I am ashamed to admit that I have spent the last year coasting down Main Street, noting the building that is the Houston Center for Contemporary Craft and having formed a closed minded opinion about what a craft center would possibly put on display, never went inside until last week. All this changed when I learned of The Paper Runway exhibit and I found myself counting down the days until it opened. Peers and friends of Barnett Newman, one of the major figures in abstract expressionism, used to joke that he would attend the “opening of an envelope” much the same way my friends joke that I jump at the opportunity to attend anything resembling a fashion show.
D-Day finally comes and I find myself outside of the center; I follow the suit of the art patrons in front of me and park the Cooper in a no parking zone since I pretend my car is immune to towing. I attempt to gracefully exit said car in my new gauzy chiffon, one shoulder dress that is two sizes too big. The remedy for which is the most magical tool known to man, a safety pin.
Naturally, the safety pin falls off immediately, never to be seen again, and I am left standing in the street looking as though I am attempting to play dress up in my mother’s clothing. Some double sided tape and a weird side knot later, I look more like a real person and make my entrance.
The smorgasbord of beautiful things is too much to take in on an empty stomach so I make a beeline for the impromptu bar tucked too far back to opt for a glass of bubbly. The trick is to request without using the actual word, champagne since champagne it is not. You must be a purist above all else. Walking back through the throng of persons milling about in every corner of the center, armed with my libation I can now better appreciate the sights.
The resident artists of the center created special versions of their works that celebrate and represent the types of things they have worked on during their residency and fare displaying them on human models. The result initially appears as a bevy of statuesque models traipsing around wearing odd confections of fabrics and metals and cardboard and artificial plant life. Upon closer inspection and through the discovery of each artist’s individual studio you are able to observe exactly how each artist has interpreted their own work on such a different scale.
Elaine Bradford, known for her work in crochet, has used her model to depict a multi colored costume with various appendages, an antler, and artificial flowers. Gabriel Craig & Amy Weiks share a background in metalsmithing and used their model to mimic Puffy Queen: Animal Tamer, 2009. It is a brooch made from sterling silver, shibuichi, brass, 14k gold, stainless steel, found and altered chain and coins. The cardboard version found on the model reminds me of little paper clothes for little paper dolls that were an obsession a generation ago.
We make our way through the double doors of the formal gallery space which houses The Paper Runway exhibition and I am elated and saddened at the same time. The bittersweet symphony of seeing two of your passions, art and fashion, married is torturous when you are not allowed to touch anything much less try it on!
“You are the Bjork of Houston,” my friend comments at my wide eyed reception to the beautiful costumes constructed of paper materials hailing from every corner of the world. “You would wear every piece of clothing here except that suit.”

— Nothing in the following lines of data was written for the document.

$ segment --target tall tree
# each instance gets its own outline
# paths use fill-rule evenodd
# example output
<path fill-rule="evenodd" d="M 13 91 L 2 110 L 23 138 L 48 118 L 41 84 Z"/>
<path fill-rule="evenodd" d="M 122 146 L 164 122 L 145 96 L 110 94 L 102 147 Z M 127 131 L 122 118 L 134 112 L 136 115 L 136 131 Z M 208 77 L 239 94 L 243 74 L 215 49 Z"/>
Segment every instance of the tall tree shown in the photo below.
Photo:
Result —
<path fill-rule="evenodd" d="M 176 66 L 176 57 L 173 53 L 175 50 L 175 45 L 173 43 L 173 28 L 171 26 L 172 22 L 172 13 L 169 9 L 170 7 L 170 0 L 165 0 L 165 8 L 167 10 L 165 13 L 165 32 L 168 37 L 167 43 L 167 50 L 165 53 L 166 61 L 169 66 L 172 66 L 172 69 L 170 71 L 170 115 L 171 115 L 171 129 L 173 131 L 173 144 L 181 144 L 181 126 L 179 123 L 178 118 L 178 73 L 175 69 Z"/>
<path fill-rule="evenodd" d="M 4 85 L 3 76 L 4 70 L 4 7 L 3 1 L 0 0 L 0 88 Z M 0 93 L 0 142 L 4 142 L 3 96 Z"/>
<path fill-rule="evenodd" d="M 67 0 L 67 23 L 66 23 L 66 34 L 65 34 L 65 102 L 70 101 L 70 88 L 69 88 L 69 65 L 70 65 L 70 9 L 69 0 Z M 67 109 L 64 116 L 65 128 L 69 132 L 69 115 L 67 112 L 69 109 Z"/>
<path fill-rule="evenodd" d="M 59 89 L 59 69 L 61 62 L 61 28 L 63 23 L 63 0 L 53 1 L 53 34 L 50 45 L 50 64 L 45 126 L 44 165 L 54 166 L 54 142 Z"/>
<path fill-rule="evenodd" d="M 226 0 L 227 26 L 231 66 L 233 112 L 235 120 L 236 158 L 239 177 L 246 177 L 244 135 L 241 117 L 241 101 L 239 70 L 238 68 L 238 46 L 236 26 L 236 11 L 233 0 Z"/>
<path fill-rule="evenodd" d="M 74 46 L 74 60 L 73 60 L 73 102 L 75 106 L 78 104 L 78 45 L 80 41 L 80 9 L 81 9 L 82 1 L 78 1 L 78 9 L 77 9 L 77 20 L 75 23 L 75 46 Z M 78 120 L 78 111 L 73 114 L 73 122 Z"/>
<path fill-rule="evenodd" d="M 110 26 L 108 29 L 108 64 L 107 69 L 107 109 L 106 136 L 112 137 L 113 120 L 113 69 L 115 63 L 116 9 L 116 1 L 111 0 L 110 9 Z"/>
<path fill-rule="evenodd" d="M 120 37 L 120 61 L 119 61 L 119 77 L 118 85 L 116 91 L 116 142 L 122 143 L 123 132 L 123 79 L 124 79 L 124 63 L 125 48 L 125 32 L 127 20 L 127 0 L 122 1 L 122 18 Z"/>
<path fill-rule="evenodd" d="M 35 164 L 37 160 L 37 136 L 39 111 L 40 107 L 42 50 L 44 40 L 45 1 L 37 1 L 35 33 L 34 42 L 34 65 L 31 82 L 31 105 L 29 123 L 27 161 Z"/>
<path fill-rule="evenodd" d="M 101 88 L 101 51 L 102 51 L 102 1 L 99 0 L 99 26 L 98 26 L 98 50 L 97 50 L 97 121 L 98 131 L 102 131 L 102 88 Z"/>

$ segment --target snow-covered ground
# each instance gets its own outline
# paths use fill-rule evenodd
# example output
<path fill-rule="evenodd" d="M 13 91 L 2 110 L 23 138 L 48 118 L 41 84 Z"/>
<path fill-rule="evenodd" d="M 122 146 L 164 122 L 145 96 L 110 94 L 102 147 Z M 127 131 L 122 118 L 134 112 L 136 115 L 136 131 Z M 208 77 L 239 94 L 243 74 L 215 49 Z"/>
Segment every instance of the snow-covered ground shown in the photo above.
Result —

He was so right. The suit in question was an incredible piece created by Rebecca Siemering, from lottery tickets, dental floss, and a cloth suit. The given title, A Refined Suit forces the viewer to ask oneself questions about the artist’s message in regards to clothing making the man, lottery tickets possibly symbolizing the nouveau riche, etc.
Susan Cutts’ Fairy Tale Dress is an ethereal skirt attached to a tight bodice in a soft pale pink. The artist used handmade gampi paper which is similar to rice paper but much finer and more rare. The dress floats down from the ceiling like a fairy godmother summoned it with her magic wand. Shoes could be seen that were so dainty and delicate that they could only have been made for that perfect nonexistent child that sits very still. There were full length paper gowns so intricately designed or adorned with embellishments that they looked as though they belonged on the runways of Oscar de la Renta or Alexander McQueen.

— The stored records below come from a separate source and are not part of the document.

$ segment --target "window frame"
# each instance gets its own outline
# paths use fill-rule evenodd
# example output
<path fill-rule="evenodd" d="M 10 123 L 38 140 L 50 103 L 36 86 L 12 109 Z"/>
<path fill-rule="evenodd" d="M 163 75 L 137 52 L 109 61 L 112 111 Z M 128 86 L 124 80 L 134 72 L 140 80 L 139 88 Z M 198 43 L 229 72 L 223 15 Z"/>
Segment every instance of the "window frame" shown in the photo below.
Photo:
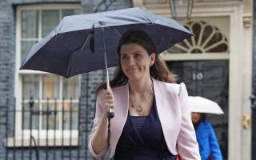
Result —
<path fill-rule="evenodd" d="M 49 73 L 42 72 L 42 71 L 36 71 L 36 70 L 20 70 L 19 67 L 22 63 L 21 56 L 22 56 L 22 10 L 38 10 L 39 11 L 39 19 L 38 19 L 38 38 L 35 38 L 35 40 L 41 40 L 41 35 L 42 35 L 42 10 L 72 10 L 72 9 L 78 9 L 81 10 L 82 6 L 80 3 L 68 3 L 68 4 L 43 4 L 43 5 L 26 5 L 26 6 L 18 6 L 17 7 L 16 10 L 16 48 L 15 48 L 15 78 L 14 78 L 14 97 L 16 98 L 15 101 L 15 110 L 22 110 L 22 75 L 23 74 L 36 74 L 40 75 L 40 78 L 42 78 L 42 75 L 43 74 L 49 74 Z M 62 11 L 59 12 L 60 14 L 62 14 Z M 59 16 L 59 21 L 61 21 L 62 18 Z M 33 38 L 34 39 L 34 38 Z M 63 84 L 62 79 L 65 78 L 62 78 L 60 76 L 60 79 L 58 81 L 58 84 Z M 78 91 L 80 94 L 81 90 L 81 78 L 78 77 Z M 42 80 L 39 81 L 40 83 L 42 83 Z M 39 85 L 39 86 L 42 85 Z M 62 91 L 61 87 L 59 89 L 60 91 Z M 39 88 L 39 93 L 42 92 L 42 87 Z M 60 93 L 62 94 L 62 93 Z M 60 95 L 59 95 L 60 96 Z M 60 96 L 61 97 L 61 96 Z M 59 100 L 59 99 L 58 99 Z M 58 102 L 58 100 L 57 102 Z M 69 100 L 65 102 L 70 102 Z M 78 99 L 74 99 L 72 101 L 73 103 L 78 103 Z M 17 111 L 15 114 L 16 120 L 15 120 L 15 139 L 21 139 L 22 138 L 22 136 L 23 136 L 24 139 L 26 139 L 30 134 L 38 139 L 38 130 L 32 130 L 31 133 L 30 130 L 22 130 L 22 112 Z M 79 127 L 79 126 L 78 126 Z M 54 133 L 54 130 L 49 130 L 46 131 L 46 130 L 40 130 L 40 137 L 39 138 L 42 141 L 46 138 L 46 136 L 48 140 L 50 141 L 51 138 L 62 138 L 62 135 L 63 138 L 70 138 L 71 137 L 73 139 L 77 139 L 78 137 L 78 130 L 64 130 L 62 131 L 62 130 L 56 130 L 55 134 Z M 48 132 L 48 133 L 47 133 Z M 64 134 L 62 133 L 64 132 Z M 15 140 L 16 141 L 16 140 Z M 42 142 L 43 143 L 43 142 Z M 26 145 L 26 144 L 25 144 Z M 8 146 L 8 144 L 7 144 Z"/>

One of the highlights for me was a dress in different hues of blue that looked like it had been discarded by a mermaid on her way to become a land creature a la Ariel in The Little Mermaid. Jennifer Davies and Nancy Eisenfeld’s Dancing with the Stars, created using plastic netting, kozo pulp, ribbon, tulle, thread seemed to be inspired by an actual coral reef or some other magical ocean creation.
It was difficult to bid goodbye to the dresses and exit back into the cruel world where people don’t wander around wearing fairy tale dresses.